A previous study reported improvement in the treatment efficacy of anticancer agents by adding antibiotics in pancreatic cancer patients [8], indicating that this improvement is independent of the tumor primary site. In contrast, improvement in the treatment efficacy of anticancer agents by adding antibiotics seems to depend on the type of anticancer agent.

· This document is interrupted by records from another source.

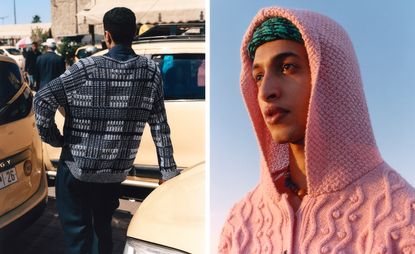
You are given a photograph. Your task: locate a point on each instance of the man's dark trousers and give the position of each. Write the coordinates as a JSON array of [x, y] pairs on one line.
[[85, 211]]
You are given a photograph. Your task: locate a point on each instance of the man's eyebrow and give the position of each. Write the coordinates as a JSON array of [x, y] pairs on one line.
[[277, 58]]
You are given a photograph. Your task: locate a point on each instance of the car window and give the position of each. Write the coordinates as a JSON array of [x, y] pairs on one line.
[[10, 84], [13, 51], [183, 75]]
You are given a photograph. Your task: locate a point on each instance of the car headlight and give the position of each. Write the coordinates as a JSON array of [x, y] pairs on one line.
[[135, 246]]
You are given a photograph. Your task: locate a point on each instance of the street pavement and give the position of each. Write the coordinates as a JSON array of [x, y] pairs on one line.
[[45, 236]]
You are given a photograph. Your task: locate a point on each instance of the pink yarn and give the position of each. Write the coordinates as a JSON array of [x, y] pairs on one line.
[[356, 202]]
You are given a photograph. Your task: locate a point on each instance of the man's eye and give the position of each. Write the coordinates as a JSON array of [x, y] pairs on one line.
[[286, 68], [258, 77]]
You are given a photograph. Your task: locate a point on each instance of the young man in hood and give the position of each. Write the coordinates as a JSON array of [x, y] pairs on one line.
[[324, 186]]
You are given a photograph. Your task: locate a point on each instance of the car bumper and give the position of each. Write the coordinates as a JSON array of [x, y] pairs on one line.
[[22, 216]]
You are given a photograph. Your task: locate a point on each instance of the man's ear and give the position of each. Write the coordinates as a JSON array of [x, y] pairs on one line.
[[108, 38]]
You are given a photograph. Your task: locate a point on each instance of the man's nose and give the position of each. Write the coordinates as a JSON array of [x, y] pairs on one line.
[[270, 89]]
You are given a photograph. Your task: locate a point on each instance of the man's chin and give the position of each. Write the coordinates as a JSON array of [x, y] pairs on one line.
[[282, 138]]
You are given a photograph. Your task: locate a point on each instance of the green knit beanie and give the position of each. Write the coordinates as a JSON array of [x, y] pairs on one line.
[[273, 29]]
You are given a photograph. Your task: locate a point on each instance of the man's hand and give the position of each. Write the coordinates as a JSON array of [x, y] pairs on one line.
[[161, 181]]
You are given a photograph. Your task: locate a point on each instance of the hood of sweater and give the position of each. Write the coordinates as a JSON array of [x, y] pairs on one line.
[[339, 142]]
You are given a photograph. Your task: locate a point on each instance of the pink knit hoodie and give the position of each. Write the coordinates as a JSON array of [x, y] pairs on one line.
[[356, 203]]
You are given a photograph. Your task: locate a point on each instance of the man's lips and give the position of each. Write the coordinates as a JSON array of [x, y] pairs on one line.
[[273, 114]]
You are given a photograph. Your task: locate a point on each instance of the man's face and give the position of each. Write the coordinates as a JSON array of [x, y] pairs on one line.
[[282, 74]]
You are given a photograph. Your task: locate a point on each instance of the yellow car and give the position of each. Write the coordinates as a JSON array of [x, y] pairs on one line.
[[23, 184]]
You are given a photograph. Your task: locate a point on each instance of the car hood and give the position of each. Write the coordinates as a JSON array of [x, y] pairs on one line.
[[173, 214]]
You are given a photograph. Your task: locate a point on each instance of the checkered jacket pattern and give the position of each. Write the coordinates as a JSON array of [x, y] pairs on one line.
[[107, 104]]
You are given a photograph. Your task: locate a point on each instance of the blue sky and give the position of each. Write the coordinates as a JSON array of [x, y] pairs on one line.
[[383, 37], [25, 10]]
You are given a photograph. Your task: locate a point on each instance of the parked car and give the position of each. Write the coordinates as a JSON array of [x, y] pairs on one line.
[[13, 53], [181, 60], [23, 184], [171, 219]]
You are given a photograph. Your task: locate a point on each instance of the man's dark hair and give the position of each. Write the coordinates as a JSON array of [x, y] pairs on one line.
[[120, 23]]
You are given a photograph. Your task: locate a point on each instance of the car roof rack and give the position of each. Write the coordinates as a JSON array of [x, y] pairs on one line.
[[174, 31]]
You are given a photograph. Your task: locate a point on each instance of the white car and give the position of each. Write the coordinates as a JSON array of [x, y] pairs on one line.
[[13, 53], [171, 218]]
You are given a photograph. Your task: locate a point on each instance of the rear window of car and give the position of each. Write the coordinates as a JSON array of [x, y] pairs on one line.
[[13, 51], [10, 84], [183, 75]]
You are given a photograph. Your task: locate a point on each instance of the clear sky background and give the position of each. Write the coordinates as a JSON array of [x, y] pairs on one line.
[[383, 36], [25, 10]]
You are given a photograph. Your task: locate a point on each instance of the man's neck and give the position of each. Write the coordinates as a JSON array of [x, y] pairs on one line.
[[297, 165]]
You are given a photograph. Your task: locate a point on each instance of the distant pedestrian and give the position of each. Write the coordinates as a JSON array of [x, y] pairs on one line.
[[108, 100], [49, 65], [30, 65]]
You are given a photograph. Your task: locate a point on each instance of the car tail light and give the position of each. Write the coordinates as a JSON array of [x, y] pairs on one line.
[[27, 167]]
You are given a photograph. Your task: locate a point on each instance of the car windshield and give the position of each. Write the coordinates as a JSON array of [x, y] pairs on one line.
[[183, 75], [10, 84], [13, 51], [10, 81]]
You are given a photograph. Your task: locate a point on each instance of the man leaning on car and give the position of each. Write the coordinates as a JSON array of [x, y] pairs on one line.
[[108, 100]]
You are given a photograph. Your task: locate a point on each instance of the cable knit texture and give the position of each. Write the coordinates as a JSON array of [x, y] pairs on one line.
[[356, 203]]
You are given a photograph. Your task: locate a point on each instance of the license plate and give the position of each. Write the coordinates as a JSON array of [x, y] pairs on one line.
[[8, 177]]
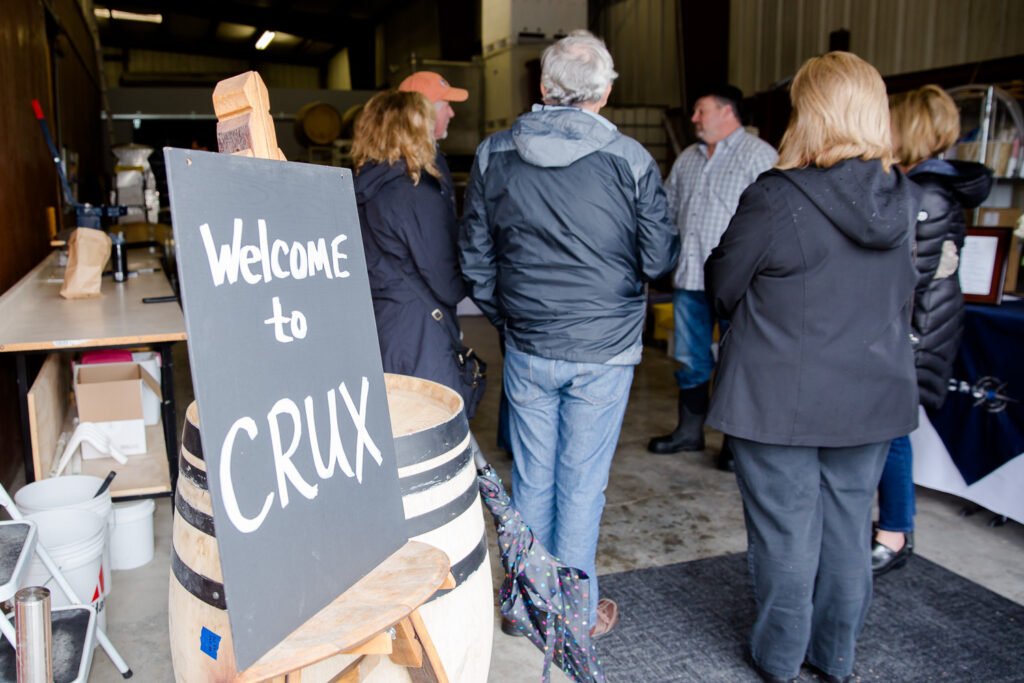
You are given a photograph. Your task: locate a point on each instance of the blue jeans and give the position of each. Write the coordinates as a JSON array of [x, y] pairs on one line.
[[564, 420], [692, 337], [896, 499], [808, 514]]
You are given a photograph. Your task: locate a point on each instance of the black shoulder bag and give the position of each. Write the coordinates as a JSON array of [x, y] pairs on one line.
[[472, 369]]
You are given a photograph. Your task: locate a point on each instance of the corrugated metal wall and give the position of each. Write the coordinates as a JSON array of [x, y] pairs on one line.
[[641, 37], [274, 75], [769, 39]]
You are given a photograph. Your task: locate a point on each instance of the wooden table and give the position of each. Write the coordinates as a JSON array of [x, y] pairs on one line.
[[34, 318]]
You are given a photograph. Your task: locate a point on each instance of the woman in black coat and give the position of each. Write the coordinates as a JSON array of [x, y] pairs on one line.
[[409, 233], [925, 124], [816, 373]]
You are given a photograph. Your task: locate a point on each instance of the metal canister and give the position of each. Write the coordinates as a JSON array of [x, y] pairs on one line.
[[32, 620], [119, 258]]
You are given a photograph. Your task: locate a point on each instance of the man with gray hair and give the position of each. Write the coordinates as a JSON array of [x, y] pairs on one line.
[[565, 220]]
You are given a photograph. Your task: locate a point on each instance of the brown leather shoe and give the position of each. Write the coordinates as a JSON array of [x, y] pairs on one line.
[[607, 617]]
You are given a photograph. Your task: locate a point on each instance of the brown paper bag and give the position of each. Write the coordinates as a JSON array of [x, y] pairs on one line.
[[88, 251]]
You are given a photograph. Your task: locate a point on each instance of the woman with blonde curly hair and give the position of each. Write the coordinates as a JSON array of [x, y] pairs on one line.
[[816, 372], [409, 235], [926, 123]]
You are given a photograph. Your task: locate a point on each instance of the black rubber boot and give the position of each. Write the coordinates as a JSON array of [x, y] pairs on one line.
[[688, 434], [724, 461]]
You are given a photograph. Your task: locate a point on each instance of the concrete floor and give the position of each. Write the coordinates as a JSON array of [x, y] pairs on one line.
[[660, 510]]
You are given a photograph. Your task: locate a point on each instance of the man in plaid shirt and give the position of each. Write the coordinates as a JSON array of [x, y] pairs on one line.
[[702, 191]]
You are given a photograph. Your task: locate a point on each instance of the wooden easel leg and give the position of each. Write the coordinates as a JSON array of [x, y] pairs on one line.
[[432, 670]]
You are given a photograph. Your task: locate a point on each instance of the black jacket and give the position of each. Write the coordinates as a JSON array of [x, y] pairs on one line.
[[411, 228], [815, 275], [564, 221], [947, 188]]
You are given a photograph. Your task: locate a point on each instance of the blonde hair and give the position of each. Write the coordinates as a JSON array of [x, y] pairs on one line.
[[926, 122], [840, 111], [395, 126]]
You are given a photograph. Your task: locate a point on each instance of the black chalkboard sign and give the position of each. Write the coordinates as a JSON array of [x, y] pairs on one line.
[[289, 385]]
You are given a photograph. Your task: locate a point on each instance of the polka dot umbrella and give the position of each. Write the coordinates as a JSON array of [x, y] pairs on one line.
[[540, 595]]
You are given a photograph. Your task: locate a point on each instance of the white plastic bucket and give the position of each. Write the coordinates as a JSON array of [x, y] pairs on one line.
[[74, 492], [75, 540], [131, 544]]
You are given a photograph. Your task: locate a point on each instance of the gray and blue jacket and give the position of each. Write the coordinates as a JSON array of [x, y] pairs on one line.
[[564, 220]]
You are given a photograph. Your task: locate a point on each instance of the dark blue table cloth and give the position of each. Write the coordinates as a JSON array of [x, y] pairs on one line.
[[982, 420]]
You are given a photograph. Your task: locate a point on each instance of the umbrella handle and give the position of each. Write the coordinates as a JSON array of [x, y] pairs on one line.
[[478, 458]]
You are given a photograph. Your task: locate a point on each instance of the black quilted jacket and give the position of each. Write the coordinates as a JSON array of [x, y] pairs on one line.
[[948, 187]]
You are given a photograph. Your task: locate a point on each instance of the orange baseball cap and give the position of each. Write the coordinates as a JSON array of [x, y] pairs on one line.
[[433, 86]]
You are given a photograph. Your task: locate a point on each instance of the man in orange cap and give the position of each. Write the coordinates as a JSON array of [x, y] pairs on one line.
[[437, 90]]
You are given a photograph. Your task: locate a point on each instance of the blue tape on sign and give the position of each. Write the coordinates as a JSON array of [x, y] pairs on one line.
[[209, 642]]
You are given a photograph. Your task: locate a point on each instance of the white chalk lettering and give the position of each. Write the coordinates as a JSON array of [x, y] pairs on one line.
[[297, 260], [287, 474], [279, 246], [250, 255], [264, 253], [283, 459], [337, 256], [363, 437], [243, 523], [296, 322], [336, 454], [317, 258], [226, 265], [263, 261]]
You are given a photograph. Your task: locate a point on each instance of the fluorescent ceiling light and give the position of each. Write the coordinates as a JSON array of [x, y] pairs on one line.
[[264, 40], [105, 13]]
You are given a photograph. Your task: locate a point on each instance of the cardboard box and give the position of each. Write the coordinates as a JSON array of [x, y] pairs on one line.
[[112, 395], [151, 401]]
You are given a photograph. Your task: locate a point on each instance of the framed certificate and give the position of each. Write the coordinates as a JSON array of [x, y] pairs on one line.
[[983, 264]]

This study had a few limitations. First, the study had a retrospective design. Second, the number of patients included was relatively small. Third, cancer type studies were limited to CRC. Both gastric cancer and pancreatic cancer patients undergo oxaliplatin-based therapy in clinical practice [15, 16]. In addition, lung cancer, gastric cancer, and ovarian cancer patients undergo irinotecan-based therapy [2, 17, 18]. However, we did not assess the treatment efficacy and safety of adding antibiotics to oxaliplatin- or irinotecan-based therapy in patients with these types of cancer. Fourth, we could not obtain data on the incidence rate of nonhematological toxicities such as diarrhea. There are trillions of bacteria in the intestinal mucosa [19]. Antibiotic treatment decreases the number of bacteria in the intestinal mucosa and should augment the cytotoxicity of oxaliplatin in the intestinal mucosa, thereby increasing diarrhea. Fifth, we did not assess whether bacteria exist in tumor tissue pathologically in our patients. Fusobacterium nucleatum, which is part of the gut microbiome, is strongly associated with the tumorigenesis of CRC [20] and infiltrates cancer tissue in advanced CRC patients [21, 22]. It is possible that in a large proportion of our patients, bacteria infiltrated CRC tissue. Therefore, improvement in the treatment efficacy of oxaliplatin-based therapy might be attributable to a decrease in bacteria in tumor tissue by adding antibiotics. Further prospective or retrospective studies are required in order to overcome these limitations.

5. Conclusion

Adding antibiotics is a potential therapeutic option to improve the treatment efficacy of oxaliplatin-based but not irinotecan-based therapy in advanced CRC patients. Prospective or retrospective studies to assess the treatment efficacy and safety of adding antibiotics to oxaliplatin- or irinotecan-based therapy are warranted.